During a patient visit, a physician will see messages about drug interactions, allergies, health management alerts, practice level messages, duplicate patients or patients with the same name, required data for meaningful use, refill requests, abnormal lab results, patient requests, and more.  Sometimes the software will confirm an action that you have taken, e.g., saving data, that you already knew.  Physicians are inclined to be “click efficient”; meaning that creating the progress note with the minimum number of clicks is important.  Having to constantly, and sometimes repetitively, respond to these events is not efficient.

One problem is that all events have the same apparent priority.  Most systems support priority levels, typically normal, urgent, or emergent, but they are often not used or misused (everything has top priority).  Creating guidelines for your practice on using these priorities can help to ensure that problems and tasks are addressed in the necessary order.

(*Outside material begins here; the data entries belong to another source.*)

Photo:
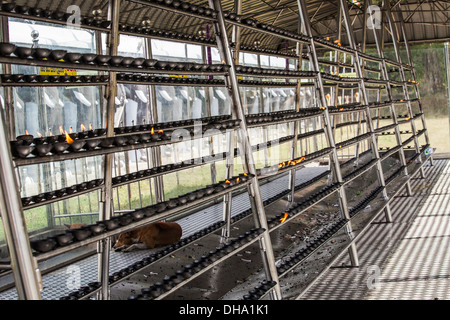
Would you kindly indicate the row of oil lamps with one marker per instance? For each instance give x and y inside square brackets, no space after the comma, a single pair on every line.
[196,266]
[79,234]
[124,272]
[91,139]
[6,49]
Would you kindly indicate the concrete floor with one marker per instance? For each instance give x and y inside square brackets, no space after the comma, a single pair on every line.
[407,259]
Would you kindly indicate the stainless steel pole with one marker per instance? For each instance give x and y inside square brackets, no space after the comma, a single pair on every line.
[334,162]
[27,276]
[385,73]
[365,101]
[403,78]
[245,147]
[107,194]
[413,72]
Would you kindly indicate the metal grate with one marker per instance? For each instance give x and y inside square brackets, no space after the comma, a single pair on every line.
[57,284]
[406,259]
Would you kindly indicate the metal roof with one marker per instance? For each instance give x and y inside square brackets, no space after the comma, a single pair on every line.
[425,20]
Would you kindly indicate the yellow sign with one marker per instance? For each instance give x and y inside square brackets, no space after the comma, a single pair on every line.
[50,71]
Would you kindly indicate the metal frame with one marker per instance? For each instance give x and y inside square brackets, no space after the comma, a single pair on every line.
[24,265]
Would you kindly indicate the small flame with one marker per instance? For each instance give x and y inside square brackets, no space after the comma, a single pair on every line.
[284,218]
[68,138]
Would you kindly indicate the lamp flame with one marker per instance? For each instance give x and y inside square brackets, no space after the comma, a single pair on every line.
[69,140]
[284,218]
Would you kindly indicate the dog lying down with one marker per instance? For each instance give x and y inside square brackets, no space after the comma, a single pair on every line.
[148,237]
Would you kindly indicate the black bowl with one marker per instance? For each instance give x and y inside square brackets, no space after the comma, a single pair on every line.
[73,57]
[149,63]
[138,62]
[25,139]
[37,12]
[107,143]
[120,141]
[160,207]
[88,57]
[96,228]
[110,224]
[116,61]
[92,143]
[58,54]
[102,59]
[125,219]
[22,151]
[23,52]
[77,145]
[60,147]
[81,233]
[126,61]
[6,48]
[64,239]
[137,215]
[41,53]
[43,245]
[42,149]
[26,201]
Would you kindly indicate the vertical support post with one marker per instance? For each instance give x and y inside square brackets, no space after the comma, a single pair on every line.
[403,78]
[107,194]
[155,152]
[365,101]
[447,72]
[245,148]
[413,72]
[385,73]
[229,163]
[334,162]
[292,173]
[27,276]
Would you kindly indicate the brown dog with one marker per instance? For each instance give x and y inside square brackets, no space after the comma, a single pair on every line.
[147,237]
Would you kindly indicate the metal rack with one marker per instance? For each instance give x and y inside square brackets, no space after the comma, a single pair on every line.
[24,262]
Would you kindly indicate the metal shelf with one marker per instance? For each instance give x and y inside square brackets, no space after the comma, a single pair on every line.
[136,224]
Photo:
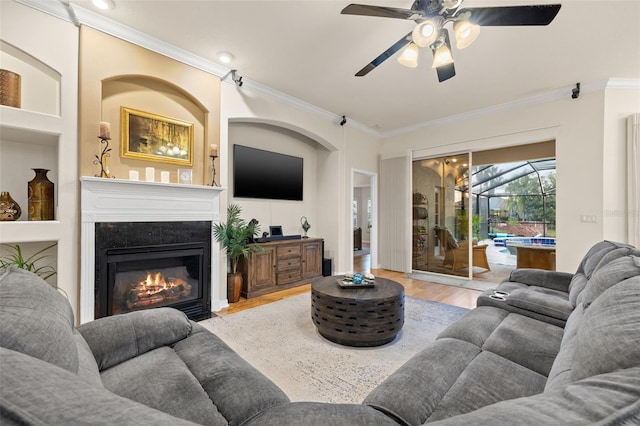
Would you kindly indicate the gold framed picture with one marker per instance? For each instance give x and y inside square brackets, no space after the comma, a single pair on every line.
[153,137]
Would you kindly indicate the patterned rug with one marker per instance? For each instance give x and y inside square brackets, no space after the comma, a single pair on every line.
[281,341]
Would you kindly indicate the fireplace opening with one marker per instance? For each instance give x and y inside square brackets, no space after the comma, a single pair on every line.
[149,277]
[169,271]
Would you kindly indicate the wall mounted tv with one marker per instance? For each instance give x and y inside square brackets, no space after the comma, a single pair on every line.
[268,175]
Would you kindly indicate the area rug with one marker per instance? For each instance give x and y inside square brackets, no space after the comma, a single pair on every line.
[281,341]
[453,281]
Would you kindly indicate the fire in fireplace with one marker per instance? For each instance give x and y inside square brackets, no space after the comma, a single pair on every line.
[168,272]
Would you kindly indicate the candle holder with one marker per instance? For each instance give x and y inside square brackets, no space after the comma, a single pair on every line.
[213,170]
[102,159]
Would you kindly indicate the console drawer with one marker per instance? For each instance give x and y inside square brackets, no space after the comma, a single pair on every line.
[289,250]
[289,276]
[287,264]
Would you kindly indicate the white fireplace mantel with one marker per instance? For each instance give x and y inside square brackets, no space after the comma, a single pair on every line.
[118,200]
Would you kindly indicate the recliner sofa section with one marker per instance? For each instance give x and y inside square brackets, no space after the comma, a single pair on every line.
[549,295]
[495,366]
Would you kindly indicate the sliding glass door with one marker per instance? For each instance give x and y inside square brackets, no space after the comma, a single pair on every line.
[440,215]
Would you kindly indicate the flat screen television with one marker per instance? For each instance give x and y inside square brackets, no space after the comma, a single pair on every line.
[268,175]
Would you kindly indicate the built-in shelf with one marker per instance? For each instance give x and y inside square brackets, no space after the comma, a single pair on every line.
[42,133]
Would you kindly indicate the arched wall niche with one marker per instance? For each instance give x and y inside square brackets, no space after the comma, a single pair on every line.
[155,96]
[327,145]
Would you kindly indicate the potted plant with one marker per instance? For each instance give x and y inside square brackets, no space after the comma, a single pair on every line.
[235,236]
[16,258]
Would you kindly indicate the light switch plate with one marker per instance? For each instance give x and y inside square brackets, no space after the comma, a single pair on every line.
[588,218]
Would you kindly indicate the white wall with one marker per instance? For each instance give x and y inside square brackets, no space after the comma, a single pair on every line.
[619,104]
[582,133]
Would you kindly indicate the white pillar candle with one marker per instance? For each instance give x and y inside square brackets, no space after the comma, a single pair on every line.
[105,130]
[150,174]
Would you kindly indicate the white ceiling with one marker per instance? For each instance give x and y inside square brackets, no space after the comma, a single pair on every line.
[306,49]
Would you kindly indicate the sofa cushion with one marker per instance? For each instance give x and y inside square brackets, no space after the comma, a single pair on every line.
[321,414]
[34,392]
[36,319]
[560,374]
[608,399]
[488,379]
[609,332]
[238,390]
[121,337]
[87,365]
[578,283]
[555,280]
[528,342]
[544,301]
[414,391]
[159,379]
[617,270]
[476,325]
[600,252]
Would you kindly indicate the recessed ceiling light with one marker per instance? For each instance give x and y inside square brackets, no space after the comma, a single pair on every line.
[225,57]
[104,4]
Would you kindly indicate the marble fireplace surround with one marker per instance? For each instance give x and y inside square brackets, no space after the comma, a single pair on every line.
[118,200]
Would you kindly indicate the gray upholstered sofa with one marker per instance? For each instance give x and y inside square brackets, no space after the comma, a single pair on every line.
[150,367]
[494,366]
[505,365]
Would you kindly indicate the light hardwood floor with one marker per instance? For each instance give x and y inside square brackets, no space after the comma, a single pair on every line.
[417,288]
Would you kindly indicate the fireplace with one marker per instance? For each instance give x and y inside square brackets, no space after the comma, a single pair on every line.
[149,228]
[142,265]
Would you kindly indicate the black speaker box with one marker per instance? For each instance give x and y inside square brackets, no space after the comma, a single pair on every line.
[326,267]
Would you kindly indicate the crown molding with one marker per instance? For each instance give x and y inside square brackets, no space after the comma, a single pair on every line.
[550,96]
[83,16]
[51,7]
[623,83]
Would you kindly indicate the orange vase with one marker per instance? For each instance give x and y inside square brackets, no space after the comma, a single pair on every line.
[9,209]
[40,196]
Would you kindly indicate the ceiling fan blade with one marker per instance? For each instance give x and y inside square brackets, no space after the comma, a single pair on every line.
[380,11]
[445,72]
[512,15]
[384,55]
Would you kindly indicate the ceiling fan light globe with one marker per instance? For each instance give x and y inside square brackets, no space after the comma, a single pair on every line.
[425,33]
[409,56]
[465,33]
[442,56]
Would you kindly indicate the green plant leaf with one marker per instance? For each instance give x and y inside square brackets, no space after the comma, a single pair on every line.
[235,234]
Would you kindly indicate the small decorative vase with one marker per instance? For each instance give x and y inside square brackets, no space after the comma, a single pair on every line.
[9,88]
[234,285]
[305,225]
[9,209]
[40,196]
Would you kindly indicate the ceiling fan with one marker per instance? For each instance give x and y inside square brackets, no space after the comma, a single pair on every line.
[431,17]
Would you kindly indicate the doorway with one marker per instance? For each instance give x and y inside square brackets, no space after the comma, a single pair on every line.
[363,220]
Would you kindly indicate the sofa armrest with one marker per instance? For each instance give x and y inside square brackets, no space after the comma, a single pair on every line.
[34,392]
[542,278]
[118,338]
[607,399]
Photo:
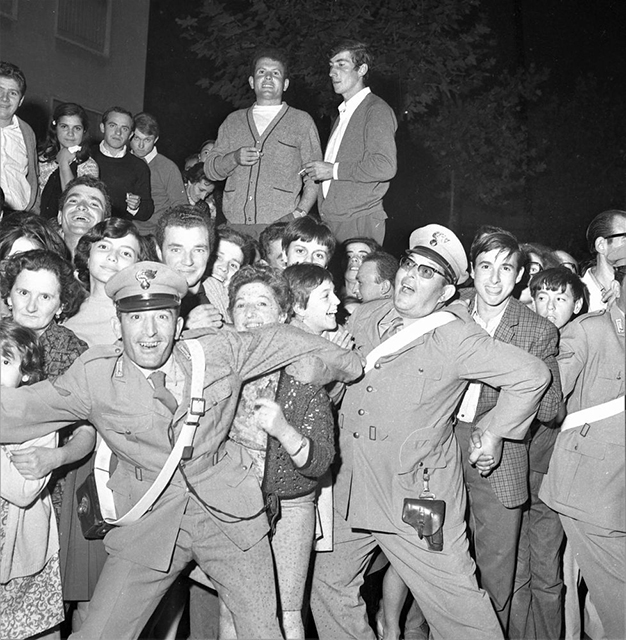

The second problem is somewhat more difficult to address.   The same drug interaction warnings have a tendency to pop up every time a certain medication is prescribed.  Or lab results for a patient may be outside of the defined normal range, but they are normal for that particular patient.  The problem arises with the tendency to “click through” the warnings. The messages are seen so frequently that they are not even read.  The danger is that something truly important might eventually be missed because the message appears routine, just like the one seen many times before.   Some adjustments make it possible to reduce the frequency, or to change the priority levels, but you can’t turn them off.  The liability is too high and besides, you might be disabling one of your meaningful use measures.

The solution is more intelligent software that is certainly on the horizon.  More reliable systems and improved clinical decision support capabilities will go a long way to remedy some of the problem.  In the meantime, practice policies and workflow solutions are the only viable answers.